Contemporary Central European Theatre: Document/ary versus Postmemory (2012-2013)

Duration: 
August, 2012 to October, 2013
Funding: 
International Visegrad Fund

Geopolitical changes in Europe that followed after 1989 have led to a situation in which the deconstruction of European and national identities has become a fact. The formation of a new cultural dimension of the united Europe – still under construction – was accompanied by the process of the revaluation of European history and especially the region. For the Visegrad countries, as for the post-communist countries in general, the last decade of the 20th century became the period when, along with revision of politics of memory, historical narratives that had dominated through the previous five decades were changed, sometimes to the diametrically opposite. In this situation theatre has been faced with a challenge: to draw public's attention to problems of the new 'black points' and prohibited zones that appeared through the creation of national myths, to the narratives about the past that had become marginalized, and to the memories that had been suppressed, altered, and/or deformed. The performances of the new generation of theatre artists seem to rebel against 'the correct memories' that the dominating version of history would suggest; they are extremely sensitive to the fact that in this part of Europe the transfer of memories from generation to generation was disrupted more than once and that these disruptions had to produce rather traumatic interpretations of the past. The contemporary artists are not only critical to the distortions and aberrations that collective memories often produce, thus contesting 'the objective truth'of history; for them, these memories are also reflections of historical traumas of the region and traces of numerous ideological manipulations.

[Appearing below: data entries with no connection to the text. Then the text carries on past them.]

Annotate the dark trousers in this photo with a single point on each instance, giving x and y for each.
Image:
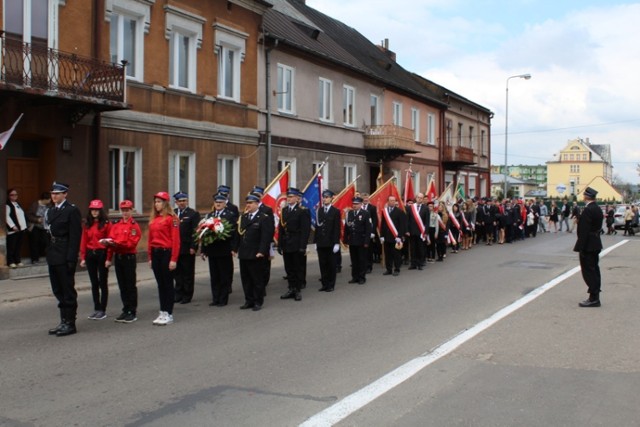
(184, 277)
(294, 265)
(392, 256)
(14, 244)
(253, 280)
(99, 276)
(591, 272)
(63, 286)
(358, 254)
(327, 262)
(221, 271)
(125, 265)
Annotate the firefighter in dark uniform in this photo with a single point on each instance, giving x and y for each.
(184, 274)
(589, 246)
(293, 236)
(255, 234)
(327, 240)
(357, 235)
(64, 224)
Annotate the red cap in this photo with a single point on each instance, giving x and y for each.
(162, 195)
(96, 204)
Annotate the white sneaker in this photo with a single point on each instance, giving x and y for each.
(160, 318)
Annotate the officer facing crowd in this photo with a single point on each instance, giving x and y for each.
(65, 230)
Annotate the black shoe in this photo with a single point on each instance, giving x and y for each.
(589, 303)
(288, 295)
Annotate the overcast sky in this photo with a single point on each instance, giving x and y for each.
(584, 58)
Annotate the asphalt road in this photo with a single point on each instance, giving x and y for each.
(549, 363)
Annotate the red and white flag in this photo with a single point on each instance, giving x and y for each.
(4, 136)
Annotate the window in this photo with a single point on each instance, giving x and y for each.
(182, 173)
(375, 110)
(229, 174)
(350, 173)
(230, 48)
(348, 105)
(431, 129)
(415, 123)
(184, 32)
(325, 99)
(286, 76)
(125, 176)
(397, 113)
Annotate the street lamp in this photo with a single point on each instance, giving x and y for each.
(506, 128)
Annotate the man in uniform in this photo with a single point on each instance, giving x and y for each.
(327, 240)
(185, 270)
(357, 234)
(589, 246)
(64, 224)
(293, 236)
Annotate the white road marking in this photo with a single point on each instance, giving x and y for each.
(347, 406)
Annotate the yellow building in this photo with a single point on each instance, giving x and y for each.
(578, 165)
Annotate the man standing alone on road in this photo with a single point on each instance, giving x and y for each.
(589, 246)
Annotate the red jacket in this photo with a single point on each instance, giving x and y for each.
(164, 232)
(91, 236)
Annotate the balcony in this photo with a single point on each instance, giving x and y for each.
(387, 142)
(457, 156)
(33, 70)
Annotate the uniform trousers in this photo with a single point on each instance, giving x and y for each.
(99, 277)
(125, 265)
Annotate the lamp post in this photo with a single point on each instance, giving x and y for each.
(506, 128)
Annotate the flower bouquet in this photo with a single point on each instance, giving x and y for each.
(212, 229)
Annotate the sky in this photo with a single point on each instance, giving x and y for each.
(583, 56)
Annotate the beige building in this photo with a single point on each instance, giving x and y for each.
(578, 164)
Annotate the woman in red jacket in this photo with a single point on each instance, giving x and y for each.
(164, 248)
(93, 255)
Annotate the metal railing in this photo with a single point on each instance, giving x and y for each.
(57, 73)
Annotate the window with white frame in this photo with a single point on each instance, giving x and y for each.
(348, 105)
(230, 48)
(415, 123)
(397, 113)
(125, 176)
(129, 21)
(184, 32)
(182, 173)
(286, 88)
(325, 100)
(229, 174)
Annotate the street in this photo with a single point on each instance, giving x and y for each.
(547, 363)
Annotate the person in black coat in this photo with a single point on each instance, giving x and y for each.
(392, 240)
(64, 223)
(255, 234)
(357, 235)
(327, 241)
(589, 246)
(184, 273)
(293, 236)
(219, 254)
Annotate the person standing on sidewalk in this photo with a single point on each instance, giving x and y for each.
(589, 246)
(93, 255)
(122, 243)
(65, 230)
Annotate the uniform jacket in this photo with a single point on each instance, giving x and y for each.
(357, 228)
(327, 228)
(589, 226)
(294, 229)
(65, 228)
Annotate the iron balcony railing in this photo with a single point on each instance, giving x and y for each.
(31, 67)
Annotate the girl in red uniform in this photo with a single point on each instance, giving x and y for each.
(164, 248)
(93, 255)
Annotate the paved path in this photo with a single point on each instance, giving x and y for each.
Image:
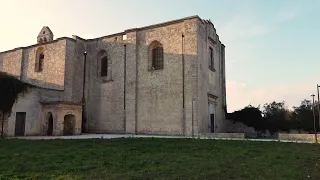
(113, 136)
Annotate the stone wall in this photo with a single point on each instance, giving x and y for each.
(222, 135)
(210, 81)
(10, 62)
(160, 91)
(30, 104)
(237, 127)
(59, 112)
(52, 76)
(298, 137)
(105, 95)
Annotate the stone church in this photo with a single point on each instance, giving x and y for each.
(162, 79)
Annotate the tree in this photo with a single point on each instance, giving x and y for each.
(303, 116)
(250, 116)
(10, 89)
(277, 117)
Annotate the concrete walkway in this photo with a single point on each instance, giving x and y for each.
(114, 136)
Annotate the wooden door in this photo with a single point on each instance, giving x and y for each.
(20, 123)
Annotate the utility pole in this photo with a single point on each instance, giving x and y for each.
(314, 120)
(84, 120)
(318, 105)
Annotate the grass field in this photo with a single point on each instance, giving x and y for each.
(142, 159)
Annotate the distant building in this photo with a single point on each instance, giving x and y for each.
(166, 78)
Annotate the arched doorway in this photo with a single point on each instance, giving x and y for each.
(50, 124)
(68, 124)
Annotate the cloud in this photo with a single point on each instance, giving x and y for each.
(287, 15)
(241, 27)
(239, 95)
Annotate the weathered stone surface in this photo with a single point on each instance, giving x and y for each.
(132, 98)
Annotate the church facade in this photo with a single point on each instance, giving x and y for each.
(162, 79)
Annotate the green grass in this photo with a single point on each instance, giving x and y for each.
(142, 159)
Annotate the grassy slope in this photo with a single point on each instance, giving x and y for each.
(157, 159)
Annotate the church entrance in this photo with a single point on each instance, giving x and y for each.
(68, 124)
(50, 124)
(211, 118)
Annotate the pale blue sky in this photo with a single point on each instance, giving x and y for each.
(272, 50)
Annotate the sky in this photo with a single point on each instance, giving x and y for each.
(272, 50)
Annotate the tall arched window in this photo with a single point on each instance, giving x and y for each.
(104, 66)
(156, 55)
(39, 60)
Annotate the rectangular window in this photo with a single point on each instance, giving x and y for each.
(210, 58)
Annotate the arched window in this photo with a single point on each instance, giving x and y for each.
(156, 55)
(39, 60)
(104, 66)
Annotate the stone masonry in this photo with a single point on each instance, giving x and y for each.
(132, 98)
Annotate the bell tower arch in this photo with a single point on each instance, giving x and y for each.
(45, 35)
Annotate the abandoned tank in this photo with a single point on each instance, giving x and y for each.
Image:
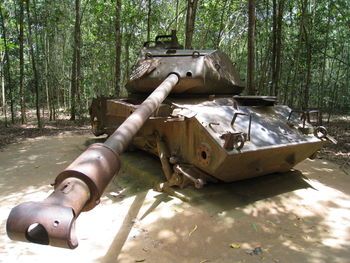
(204, 130)
(185, 107)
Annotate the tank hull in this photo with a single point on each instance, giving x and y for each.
(195, 134)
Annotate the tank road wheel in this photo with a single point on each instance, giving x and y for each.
(320, 132)
(239, 142)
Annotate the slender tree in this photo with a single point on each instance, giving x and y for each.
(21, 61)
(7, 67)
(75, 77)
(34, 65)
(118, 46)
(251, 48)
(190, 21)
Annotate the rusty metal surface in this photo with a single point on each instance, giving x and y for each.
(42, 223)
(198, 139)
(200, 72)
(122, 137)
(80, 186)
(95, 167)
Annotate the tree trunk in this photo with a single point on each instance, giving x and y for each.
(75, 62)
(35, 72)
(7, 67)
(118, 47)
(278, 48)
(251, 48)
(148, 20)
(21, 63)
(190, 20)
(3, 87)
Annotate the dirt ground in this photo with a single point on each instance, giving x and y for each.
(299, 216)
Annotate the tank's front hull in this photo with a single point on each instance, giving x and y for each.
(194, 134)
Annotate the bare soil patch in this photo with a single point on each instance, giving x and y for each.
(339, 128)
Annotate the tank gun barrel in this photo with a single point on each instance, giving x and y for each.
(79, 187)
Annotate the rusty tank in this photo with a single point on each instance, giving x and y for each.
(185, 107)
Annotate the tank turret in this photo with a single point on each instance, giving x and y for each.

Does the theatre have at its disposal tools to situate its use of documents so accurately that the result would not be understood as a new explanatory narrative (that is, after all, cannot be based on the phantasms of postmemory)? What could these tools be? Does contemporary theatre still need, at the same time, 'history' – in a more traditional sense of the word? What impact do 'historical' productions have on the audience: indeed which of them encourage spectators to undertake verification, investigations of their own, and which block these attempts?